Сергей Львович выдержал многозначительную паузу и только затем торжественно признался:
– Это писанный собственноручно Малютой Скуратовым-Бельским своему господину Иоанну Васильевичу Грозному отчет о проделанной работе в первом квартале лета такого-то! Представляете? Бумага без подписи, но уникальна!
– Чем? – нахмурился Скуратов.
– Последний абзац, – зашептал музейщик, поднося свечу поближе к тексту исторического документа. – Вот тут…
– А еще доношу тебе, пресветлый государь мой, что гнида ползучая, сиречь изменник князь Курбский, по повелению твоему топором в голову в Ливонской земле настигнут и урублен не на жизнь, а на смерть. А завместо его под личину татя посажен мною ушкуйник Торопка, ибо зело он на князя похож и брехлив так же. Доносы тайные от Торопки кажинный месяц ждать нам след, – прочитал Малюта вслух. – И что?

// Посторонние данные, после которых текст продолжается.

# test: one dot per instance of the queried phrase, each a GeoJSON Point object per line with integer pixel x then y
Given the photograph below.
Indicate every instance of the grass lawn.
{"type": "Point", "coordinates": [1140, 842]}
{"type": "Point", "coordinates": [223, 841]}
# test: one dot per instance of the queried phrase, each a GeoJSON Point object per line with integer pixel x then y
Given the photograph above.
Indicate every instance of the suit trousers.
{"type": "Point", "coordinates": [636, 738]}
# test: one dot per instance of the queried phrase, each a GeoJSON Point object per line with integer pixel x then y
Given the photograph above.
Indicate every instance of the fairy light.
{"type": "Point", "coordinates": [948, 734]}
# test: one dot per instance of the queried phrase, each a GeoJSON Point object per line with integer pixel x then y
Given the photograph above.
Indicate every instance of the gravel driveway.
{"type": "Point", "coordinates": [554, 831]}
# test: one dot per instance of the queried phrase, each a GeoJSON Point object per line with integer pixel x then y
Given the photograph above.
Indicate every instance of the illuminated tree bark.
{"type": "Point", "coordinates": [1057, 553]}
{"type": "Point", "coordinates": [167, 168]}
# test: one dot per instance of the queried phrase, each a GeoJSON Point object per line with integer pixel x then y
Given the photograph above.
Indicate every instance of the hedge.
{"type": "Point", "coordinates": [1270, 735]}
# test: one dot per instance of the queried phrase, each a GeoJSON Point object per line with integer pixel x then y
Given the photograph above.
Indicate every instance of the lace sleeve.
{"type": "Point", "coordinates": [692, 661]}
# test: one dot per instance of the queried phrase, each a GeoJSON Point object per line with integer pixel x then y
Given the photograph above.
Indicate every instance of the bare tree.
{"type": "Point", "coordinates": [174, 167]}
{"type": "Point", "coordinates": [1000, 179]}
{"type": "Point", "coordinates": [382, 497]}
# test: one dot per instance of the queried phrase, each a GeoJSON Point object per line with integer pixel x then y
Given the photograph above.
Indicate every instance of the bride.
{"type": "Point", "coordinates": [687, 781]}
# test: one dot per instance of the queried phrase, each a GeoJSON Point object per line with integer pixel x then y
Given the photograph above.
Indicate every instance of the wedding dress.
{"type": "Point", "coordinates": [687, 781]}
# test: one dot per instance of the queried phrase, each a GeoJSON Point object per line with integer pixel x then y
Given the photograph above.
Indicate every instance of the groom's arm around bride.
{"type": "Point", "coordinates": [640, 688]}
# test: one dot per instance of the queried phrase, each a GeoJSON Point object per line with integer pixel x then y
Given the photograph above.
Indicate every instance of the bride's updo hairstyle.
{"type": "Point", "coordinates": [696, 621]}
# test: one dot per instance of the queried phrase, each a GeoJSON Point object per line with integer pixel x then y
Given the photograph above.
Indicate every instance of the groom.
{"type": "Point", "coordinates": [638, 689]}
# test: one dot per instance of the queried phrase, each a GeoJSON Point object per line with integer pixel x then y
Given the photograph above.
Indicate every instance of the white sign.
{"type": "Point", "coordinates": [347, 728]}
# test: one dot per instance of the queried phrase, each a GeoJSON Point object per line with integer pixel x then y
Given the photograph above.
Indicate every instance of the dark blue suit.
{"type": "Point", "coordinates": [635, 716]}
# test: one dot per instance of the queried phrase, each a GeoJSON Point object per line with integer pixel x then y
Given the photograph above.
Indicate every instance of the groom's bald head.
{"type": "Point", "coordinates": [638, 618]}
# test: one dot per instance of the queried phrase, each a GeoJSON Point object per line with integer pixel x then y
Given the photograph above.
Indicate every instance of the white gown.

– Как вы не понимаете! – всплеснул руками любитель древностей. – Это же в корне меняет наши взгляды на историческую роль князя Курбского в последующих событиях. Ах, если бы я мог доказать, что этот документ был подписан именно Скуратовым…
– Ничего это не меняет, – возвращая раритет, равнодушно зевнул Скуратов. – Для Курбского, во всяком случае. Разве что Торопку попомнят. Дай-ка перо, кстати.
Музейщик принес и гусиное перо, и полную мух чернильницу. Разогнав гусиным оперением мух по углам, Скуратов обмакнул стило и на глазах опешившего Сергея Львовича небрежно подмахнул раритет. Потом, подув на документ, вернул его энтузиасту:
– Губернатору подсунь. Авось и даст денег на культуру твою трибемольскую. Только, чур, с денег тех свечку поставь. На помин души Торопки. Смелый мужичонка был, царствие ему небесное. Пять языков знал, собака брехливая.
– Ваш сиясь! – схватился за сердце отставной чиновник. – Вы ж документ исторический извели.
– Неужели? – небрежно отмахнулся Малюта. – А ежели не нравится – так оторви. Я там от текста отступил и расписался с запасом.
Сергей Львович впился близорукими глазами в бумажку. Потом глаза поднял и очумело открыл рот:
– Если бы своими глазами не видел… Мистика прямо… Почерк-то идентичный.
– Ну и?.. – полюбопытствовал Скуратов. – Отрежешь?
– Вообще-то музею деньги бы не помешали, – вздохнул и задумался любитель старины. – С другой стороны, документ-то подлинный. С третьей – подпись. Подпись-то того… Хоть и не отличишь.
– Ни один эксперт не распознает, – заверил Сусанин.
– Есть еще одна сторона, – усмехнулся проснувшийся Садко.
– Да? – заинтересовался мнением оборванца хранитель уездной старины. – Какая, позвольте узнать?
– Историческая правда, – сладко потянулся Садко. – Кому какое дело до подписи, если документ подлинный? А?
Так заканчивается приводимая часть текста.